Sally, the Australian shepherd, was out with her owner on a nature walk when something happened. One minute she was completely fine, leaping and bounding about. The next, she was lying down, not wanting to move. When her human companion finally coaxed her out of the woods, she was limping badly. “I think she may have a compound fracture of her toe,” her owner said when she phoned me (since I was the veterinarian on emergency call). A compound fracture, also called an “open fracture,” is when the broken bone punctures the overlying skin. Sometimes the bone visibly protrudes. Other times, it slips back inside after the initial trauma, but the open wound it caused is still apparent.
“Why do you think that?” I asked. It would be unusual for a healthy, young dog to get such a dramatic injury from simply running around. “I can feel something sharp when I try to examine her foot,” the owner replied, ”but she won’t really let me look.”

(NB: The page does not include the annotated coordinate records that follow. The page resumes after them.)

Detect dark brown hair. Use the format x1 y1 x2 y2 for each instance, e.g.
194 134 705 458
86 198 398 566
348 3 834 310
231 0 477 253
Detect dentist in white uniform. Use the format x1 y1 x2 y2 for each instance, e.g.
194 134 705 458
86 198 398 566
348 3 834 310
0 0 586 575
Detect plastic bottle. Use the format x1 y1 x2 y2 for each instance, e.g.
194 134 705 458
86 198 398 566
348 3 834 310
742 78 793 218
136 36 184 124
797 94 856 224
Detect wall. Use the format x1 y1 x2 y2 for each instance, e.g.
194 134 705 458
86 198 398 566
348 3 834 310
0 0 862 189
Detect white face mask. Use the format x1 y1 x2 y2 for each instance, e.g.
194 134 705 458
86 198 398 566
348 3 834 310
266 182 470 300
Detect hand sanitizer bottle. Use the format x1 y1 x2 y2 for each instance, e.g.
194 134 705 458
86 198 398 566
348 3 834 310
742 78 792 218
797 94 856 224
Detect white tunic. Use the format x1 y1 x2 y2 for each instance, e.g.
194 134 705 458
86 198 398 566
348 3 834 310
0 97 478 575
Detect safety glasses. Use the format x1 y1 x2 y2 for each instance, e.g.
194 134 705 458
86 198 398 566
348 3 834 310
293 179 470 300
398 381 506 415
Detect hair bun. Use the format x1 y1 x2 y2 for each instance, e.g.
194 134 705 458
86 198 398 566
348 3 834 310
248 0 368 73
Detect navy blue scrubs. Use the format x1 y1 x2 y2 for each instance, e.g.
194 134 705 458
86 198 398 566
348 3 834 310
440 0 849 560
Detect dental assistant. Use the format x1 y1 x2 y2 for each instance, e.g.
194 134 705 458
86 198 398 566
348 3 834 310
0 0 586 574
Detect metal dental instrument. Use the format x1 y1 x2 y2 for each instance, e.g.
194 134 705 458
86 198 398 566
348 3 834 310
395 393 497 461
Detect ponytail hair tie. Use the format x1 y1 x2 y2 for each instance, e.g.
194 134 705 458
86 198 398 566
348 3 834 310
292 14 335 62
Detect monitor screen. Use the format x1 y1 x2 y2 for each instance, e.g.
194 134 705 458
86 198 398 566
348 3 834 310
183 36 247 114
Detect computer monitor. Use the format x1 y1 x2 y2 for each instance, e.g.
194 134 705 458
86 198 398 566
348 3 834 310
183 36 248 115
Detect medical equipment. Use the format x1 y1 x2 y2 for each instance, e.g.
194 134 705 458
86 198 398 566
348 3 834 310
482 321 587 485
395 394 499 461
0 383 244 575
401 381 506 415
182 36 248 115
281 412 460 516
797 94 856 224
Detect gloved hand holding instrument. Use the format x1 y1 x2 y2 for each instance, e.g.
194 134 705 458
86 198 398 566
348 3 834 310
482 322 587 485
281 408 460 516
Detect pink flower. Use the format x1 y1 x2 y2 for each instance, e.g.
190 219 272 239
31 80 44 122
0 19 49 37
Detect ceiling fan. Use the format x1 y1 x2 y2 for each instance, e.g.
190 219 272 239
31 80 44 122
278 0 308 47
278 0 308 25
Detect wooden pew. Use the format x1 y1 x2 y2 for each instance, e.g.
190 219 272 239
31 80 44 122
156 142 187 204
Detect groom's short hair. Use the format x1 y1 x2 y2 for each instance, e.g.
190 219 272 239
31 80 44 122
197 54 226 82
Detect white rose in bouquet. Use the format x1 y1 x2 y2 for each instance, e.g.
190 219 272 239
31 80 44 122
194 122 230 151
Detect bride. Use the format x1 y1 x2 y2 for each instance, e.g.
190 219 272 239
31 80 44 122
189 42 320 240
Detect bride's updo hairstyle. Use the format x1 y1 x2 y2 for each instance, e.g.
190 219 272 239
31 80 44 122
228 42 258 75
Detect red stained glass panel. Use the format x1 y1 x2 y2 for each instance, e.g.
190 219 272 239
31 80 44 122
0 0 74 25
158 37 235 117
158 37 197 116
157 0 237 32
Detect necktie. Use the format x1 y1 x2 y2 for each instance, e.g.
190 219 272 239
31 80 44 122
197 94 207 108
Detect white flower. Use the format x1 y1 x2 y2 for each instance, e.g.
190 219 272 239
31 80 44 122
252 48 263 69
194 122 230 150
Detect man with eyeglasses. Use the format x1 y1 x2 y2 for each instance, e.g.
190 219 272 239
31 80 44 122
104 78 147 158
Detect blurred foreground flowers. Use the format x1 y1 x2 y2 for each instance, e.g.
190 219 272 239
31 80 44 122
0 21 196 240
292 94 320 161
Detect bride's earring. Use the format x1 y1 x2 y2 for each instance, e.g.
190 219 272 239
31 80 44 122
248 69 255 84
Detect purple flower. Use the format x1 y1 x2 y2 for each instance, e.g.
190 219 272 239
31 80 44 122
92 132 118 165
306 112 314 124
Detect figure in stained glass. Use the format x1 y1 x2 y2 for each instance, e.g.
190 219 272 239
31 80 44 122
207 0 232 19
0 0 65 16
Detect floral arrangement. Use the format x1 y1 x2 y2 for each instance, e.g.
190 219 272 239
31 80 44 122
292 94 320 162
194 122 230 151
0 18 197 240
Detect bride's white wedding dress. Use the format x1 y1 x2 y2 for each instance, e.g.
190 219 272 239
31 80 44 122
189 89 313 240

We scheduled Sally to come in to be evaluated. When she arrived, the wound was obvious, up high in the tissue between her fourth and fifth front toes. She had furry feet, but I could feel a hard, sharp edge just inside the laceration. Sally was a good patient, but it was clearly painful, and when I tried to get better exposure to determine whether I was feeling bone or something else, Sally resisted.
A dog’s toe consists of three small bones called phalanges (singular, phalanx). The standard shorthand is to number them P1, P2, P3. The proximal phalanx, i.e. the one closest to the “wrist,” is P1. P2 is the middle bone, and P3 the smallest, at the end of the toe where the nail attaches. I examined each bone carefully. P3 and P2 were normal — no pain, no swelling. The wound was over the top of P1. If that sharp thing was really the end of a broken bone, it would have to be the first phalanx. But, no. I could feel the entire uninterrupted length of P1 and there was no break.

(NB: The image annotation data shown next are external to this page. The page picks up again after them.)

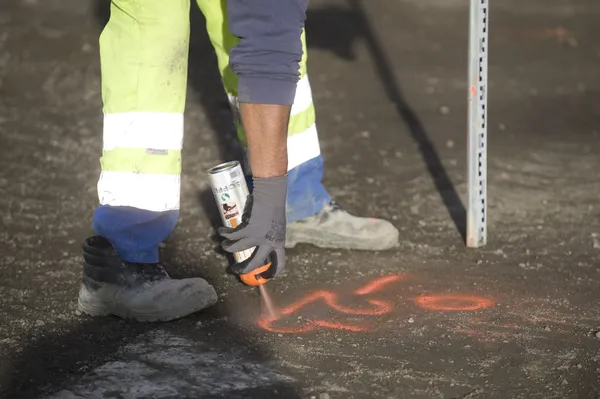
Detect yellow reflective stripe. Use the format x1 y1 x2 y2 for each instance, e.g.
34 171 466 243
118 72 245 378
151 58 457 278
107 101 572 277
288 103 316 137
100 148 181 175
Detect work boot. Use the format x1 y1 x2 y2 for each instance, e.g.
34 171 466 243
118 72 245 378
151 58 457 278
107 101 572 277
285 202 399 251
78 236 217 321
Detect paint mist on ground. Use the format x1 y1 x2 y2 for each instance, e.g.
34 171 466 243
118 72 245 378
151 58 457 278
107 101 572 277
258 284 277 319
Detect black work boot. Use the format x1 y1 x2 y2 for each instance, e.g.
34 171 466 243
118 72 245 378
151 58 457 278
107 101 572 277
78 236 217 321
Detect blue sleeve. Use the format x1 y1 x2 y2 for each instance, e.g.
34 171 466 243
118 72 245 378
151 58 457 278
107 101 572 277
227 0 308 105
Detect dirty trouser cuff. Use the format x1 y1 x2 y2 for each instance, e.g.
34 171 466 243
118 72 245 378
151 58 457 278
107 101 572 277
238 76 297 105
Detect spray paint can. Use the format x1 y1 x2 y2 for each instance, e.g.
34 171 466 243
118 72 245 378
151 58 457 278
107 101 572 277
208 161 271 285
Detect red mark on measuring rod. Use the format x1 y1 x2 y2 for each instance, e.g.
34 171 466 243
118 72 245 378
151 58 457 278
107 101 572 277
415 294 495 311
258 275 404 333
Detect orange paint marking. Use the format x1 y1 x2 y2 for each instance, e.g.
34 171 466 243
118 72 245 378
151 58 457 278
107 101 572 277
415 294 495 311
257 275 403 334
354 275 405 295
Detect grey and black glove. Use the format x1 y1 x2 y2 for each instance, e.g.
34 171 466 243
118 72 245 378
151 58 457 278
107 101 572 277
218 175 288 279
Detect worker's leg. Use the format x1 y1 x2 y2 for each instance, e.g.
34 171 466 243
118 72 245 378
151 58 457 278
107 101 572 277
198 0 331 222
197 0 398 249
79 0 216 321
94 0 189 262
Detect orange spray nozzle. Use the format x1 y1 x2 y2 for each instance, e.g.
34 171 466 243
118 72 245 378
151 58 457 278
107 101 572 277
240 263 271 286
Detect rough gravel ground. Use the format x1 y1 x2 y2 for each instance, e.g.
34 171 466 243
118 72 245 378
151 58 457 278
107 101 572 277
0 0 600 399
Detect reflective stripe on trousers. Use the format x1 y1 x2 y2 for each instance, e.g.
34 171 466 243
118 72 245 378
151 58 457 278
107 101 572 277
93 0 331 262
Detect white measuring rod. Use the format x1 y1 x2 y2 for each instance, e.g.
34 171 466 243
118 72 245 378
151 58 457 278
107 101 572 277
467 0 490 248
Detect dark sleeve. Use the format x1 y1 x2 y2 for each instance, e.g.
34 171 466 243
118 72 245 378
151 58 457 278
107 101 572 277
226 0 308 105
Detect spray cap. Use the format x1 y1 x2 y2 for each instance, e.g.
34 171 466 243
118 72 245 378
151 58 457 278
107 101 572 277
240 263 273 286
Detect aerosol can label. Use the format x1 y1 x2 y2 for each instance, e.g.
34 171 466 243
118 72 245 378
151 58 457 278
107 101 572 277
208 161 256 263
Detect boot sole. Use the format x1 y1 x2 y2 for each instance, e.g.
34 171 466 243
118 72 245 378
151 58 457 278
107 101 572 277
285 230 399 251
77 285 217 322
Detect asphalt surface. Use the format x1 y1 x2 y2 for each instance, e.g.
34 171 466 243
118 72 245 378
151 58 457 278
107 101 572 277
0 0 600 399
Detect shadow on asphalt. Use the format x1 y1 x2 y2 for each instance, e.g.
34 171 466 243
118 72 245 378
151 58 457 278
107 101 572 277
0 0 465 399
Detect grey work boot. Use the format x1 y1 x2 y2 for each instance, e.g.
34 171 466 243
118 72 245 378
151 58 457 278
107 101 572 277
78 236 217 321
285 202 399 251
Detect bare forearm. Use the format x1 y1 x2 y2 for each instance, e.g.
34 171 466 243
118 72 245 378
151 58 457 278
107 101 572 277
240 103 291 178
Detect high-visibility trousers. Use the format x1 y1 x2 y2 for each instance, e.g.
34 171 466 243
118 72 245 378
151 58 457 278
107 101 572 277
93 0 331 263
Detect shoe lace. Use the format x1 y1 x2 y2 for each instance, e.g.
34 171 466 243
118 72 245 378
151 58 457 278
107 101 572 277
329 201 344 212
140 263 169 280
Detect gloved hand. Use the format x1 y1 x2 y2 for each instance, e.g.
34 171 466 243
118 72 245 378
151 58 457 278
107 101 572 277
218 175 288 279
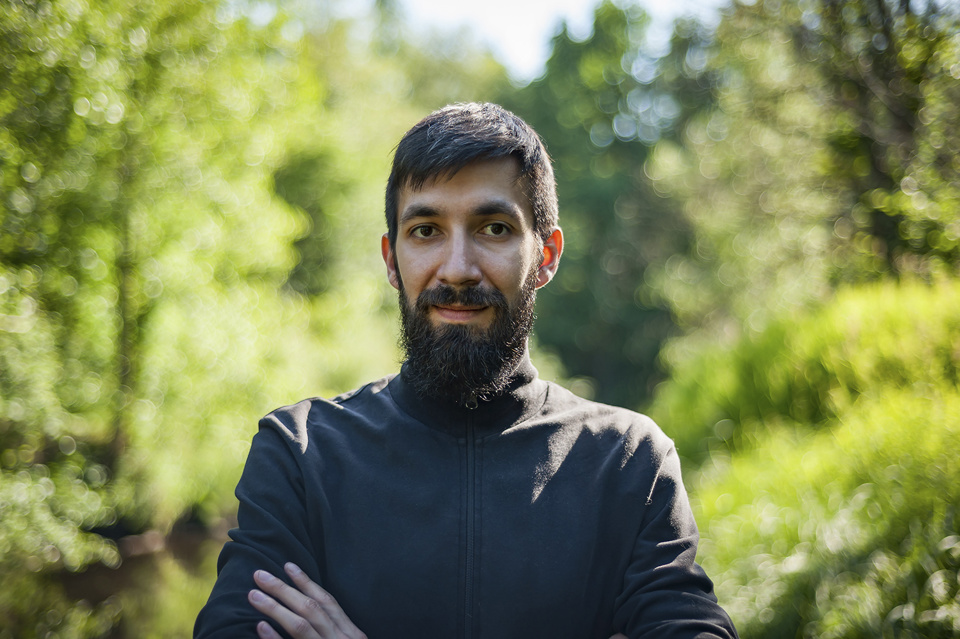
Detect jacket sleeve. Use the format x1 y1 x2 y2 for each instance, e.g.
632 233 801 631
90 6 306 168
614 436 737 639
193 416 318 639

Sally was calm and cooperative, allowing me to shave, prep, and inject the area with local anesthetic. Gently introducing a hemostat into the opening, I clamped onto the end of the sharp thing and gave an exploratory tug. Sally didn’t like that … and the object didn’t move. I widened the opening and pulled harder. The object didn’t budge. Hmmm. Was I completely sure I wasn’t trying to extract one of Sally’s bones? I palpated again. P1, P2, P3. All good. Okay. I gave a touch more local anesthetic, widened the opening even more, took a deep breath and gave a firm, committed yank. Out came a flat slab of wood, about an inch and a quarter long and a third of an inch wide. Ouch. That was one big splinter! I flushed the hole thoroughly with sterile saline, but opted to leave it open to allow for drainage while it healed. Sally bounded off the table gratefully and went home with antibiotics and pain medication.

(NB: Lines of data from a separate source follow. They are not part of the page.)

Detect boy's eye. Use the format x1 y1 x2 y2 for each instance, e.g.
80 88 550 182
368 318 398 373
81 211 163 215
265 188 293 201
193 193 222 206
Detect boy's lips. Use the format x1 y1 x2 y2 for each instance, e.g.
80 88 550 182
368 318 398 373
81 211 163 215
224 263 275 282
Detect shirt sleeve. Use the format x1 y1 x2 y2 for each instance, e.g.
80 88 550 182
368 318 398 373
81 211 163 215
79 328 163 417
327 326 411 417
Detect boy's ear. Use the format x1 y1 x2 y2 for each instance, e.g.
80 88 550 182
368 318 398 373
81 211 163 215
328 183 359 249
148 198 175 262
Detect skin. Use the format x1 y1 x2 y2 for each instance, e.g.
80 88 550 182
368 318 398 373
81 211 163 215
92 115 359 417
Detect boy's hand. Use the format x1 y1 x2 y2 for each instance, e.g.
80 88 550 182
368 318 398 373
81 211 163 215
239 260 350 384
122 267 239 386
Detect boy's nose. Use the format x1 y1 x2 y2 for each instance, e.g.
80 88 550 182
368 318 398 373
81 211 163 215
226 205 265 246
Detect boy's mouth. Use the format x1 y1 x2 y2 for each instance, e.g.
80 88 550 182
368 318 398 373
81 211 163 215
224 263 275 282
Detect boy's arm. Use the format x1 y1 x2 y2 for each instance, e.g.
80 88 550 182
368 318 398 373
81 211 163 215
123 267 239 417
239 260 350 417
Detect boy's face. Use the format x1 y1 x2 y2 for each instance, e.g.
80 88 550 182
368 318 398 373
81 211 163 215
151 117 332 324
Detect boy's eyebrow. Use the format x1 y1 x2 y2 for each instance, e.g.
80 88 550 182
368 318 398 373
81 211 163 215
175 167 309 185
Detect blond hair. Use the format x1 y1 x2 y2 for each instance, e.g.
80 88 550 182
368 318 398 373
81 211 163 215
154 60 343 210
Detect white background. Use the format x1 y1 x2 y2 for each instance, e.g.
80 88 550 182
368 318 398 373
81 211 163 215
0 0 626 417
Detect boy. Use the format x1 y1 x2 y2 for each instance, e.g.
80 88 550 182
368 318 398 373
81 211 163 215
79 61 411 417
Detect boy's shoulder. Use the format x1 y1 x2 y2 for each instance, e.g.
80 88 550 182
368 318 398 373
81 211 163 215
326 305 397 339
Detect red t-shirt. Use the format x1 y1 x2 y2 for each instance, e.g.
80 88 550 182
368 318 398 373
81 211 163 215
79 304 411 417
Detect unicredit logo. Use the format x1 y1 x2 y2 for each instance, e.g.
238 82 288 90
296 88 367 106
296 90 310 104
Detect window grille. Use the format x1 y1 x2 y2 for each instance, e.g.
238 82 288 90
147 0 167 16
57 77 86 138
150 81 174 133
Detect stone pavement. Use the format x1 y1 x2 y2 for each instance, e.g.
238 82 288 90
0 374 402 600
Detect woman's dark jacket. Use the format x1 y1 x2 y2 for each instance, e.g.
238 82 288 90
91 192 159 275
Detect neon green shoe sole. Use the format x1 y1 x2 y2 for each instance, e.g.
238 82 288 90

Then we have Linus, a 6-year-old Labrador retriever who simply woke up one morning with a painful toe. No known trauma or history of running around in the woods. He just got up one day and wouldn’t put his foot down. Linus was seen first by the veterinarian on emergency call at another practice, and again the next day at my office. Both the emergency vet and I agreed the pain was limited to the area around P3, the third phalanx. The toe was clearly swollen and tender but neither the first doctor nor I could find any underlying cause. There were no palpable fractures, no visible wounds.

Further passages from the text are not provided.